My advice is this. Make arrangements for someplace to go, even if it is just a friend's couch you can crash on temporarily. Have enough money to get there, and tide you over while you look for another job. Then give a two weeks notice, and be prepared to leave at any time.

Do not start your next job without a contract! There are wonderful families out there and I hope you find one. Good luck.

Kristen said...

I was already horrified... then got to the $350/week part... -_-

Find a roommate said...

Please find a roommate, get a teaching or summer camp job and get out! You should be able to do most of those things on your computer and put your foot down about weekends and after 7:00 ask to be paid hourly cash for those hours beyond your original agreement. Write out a nanny agreement and tell them your emailing it to them, then do so. It might not make a difference, but it may make things easier while you look for an escape route. Chicago is an awesome place it the summer, so if you can find a friend to room with and a regular job you could have an amazing summer. Get moving, and make friends, put the word out what your looking for!

Mymommatoldme said...

Honey, I am in Chicagoland and I make just under what you are making, only work three and a half days a week for a 1yo and have no extra duties other than his laundry. Plus I get paid holidays, paid vacations and sick days. Run far, run fast. You can, and will do better.

Miss Julie said...

The short answer YES!

♫ Selena said...

Oh Hell yeah...Honey you are MOST definitely being taken advantage of.

They are making you work insane hours. For your extra hours, they should be paying you overtime (OT). Also, they lied to you. They said you had weekends off, but have made you work the last two. WTF???!!

If you really need a roof over your head, you have no choice but to grin and bear it for now. Start looking for either another live-in position or find a room to rent or a room mate. Things will only get worse if you stay!!

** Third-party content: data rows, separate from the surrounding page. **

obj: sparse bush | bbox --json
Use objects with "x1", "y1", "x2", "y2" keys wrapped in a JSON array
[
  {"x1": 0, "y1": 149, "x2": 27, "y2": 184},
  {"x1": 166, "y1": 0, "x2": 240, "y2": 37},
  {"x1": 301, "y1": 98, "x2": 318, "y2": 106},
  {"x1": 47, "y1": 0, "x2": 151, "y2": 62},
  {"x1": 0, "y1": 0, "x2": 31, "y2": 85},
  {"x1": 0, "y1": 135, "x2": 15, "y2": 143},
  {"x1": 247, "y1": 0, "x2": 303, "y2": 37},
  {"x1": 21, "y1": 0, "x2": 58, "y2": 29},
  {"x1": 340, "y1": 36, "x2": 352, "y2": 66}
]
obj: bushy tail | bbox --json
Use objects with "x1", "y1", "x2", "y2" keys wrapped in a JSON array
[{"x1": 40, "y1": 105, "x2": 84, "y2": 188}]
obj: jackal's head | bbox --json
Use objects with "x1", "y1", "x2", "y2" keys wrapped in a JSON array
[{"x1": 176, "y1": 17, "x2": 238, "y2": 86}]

OP, I am really sorry for your predicament.
Families like this make my blood boil. How dare they treat the person who cares for their children in this demeaning manner??

Oh well.
Thank goodness for karma. It never forgets. Hehehehehe.......

Miss K said...

I would try to contact a few agencies and look online for better positions. I was in your position once and basically it sounds like they hired you as a low pay servant. Good Luck.

I worked with Nanny Boutique and they were fantastic. Interviewed with them and then the family had a position in LESS THAN 5 days!!!

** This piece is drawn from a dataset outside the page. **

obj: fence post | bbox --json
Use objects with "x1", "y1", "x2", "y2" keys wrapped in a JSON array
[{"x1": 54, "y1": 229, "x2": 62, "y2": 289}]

I have worked with several other Chicagoland agencies but honestly in over 10 years as a nanny these guys were the best.

Hope it all works out for you Please let us know what happens.

riderthenanny said...

Yep. Ring someone just in case it goes balls up. But, sit them down and tell them 'no' now, you'll probably end up screaming or swearing at them eventually out of pure frustration. In some places, families justify a lower wage if they are housing you rent-free and paying all of your power and meals/transport expenses. However, you are still a live-in nanny, and you don't deserve to be treated as a slave - ever.

Letter Writer said...

Thank you everyone for the advice! Things have gotten even worse since I wrote in. I've worked for several hours all three weekends for no pay, usually being woken up in the morning by a pounding on my door. Mom and the kids went out of town this past weekend, and Dad told me to be out of the house Saturday night! I feel like a prisoner in this house sometimes, and not only that, but when I work these extra hours for free, I generally just watch/feed the kids and don't do anything extra like house cleaning and Mom had the nerve to complain about it and leave me nasty notes around the house! I'm already applying for other jobs and have an escape plan set. I'm not putting up with this for another minute. I also have to badger and remind them obsessively to pay me or else they "forget".

Anonymous said...

Aw op, that's terrible. Use that escape plan and get out! I hope you can find a new job and get out of this hell hole. Best of luck to you.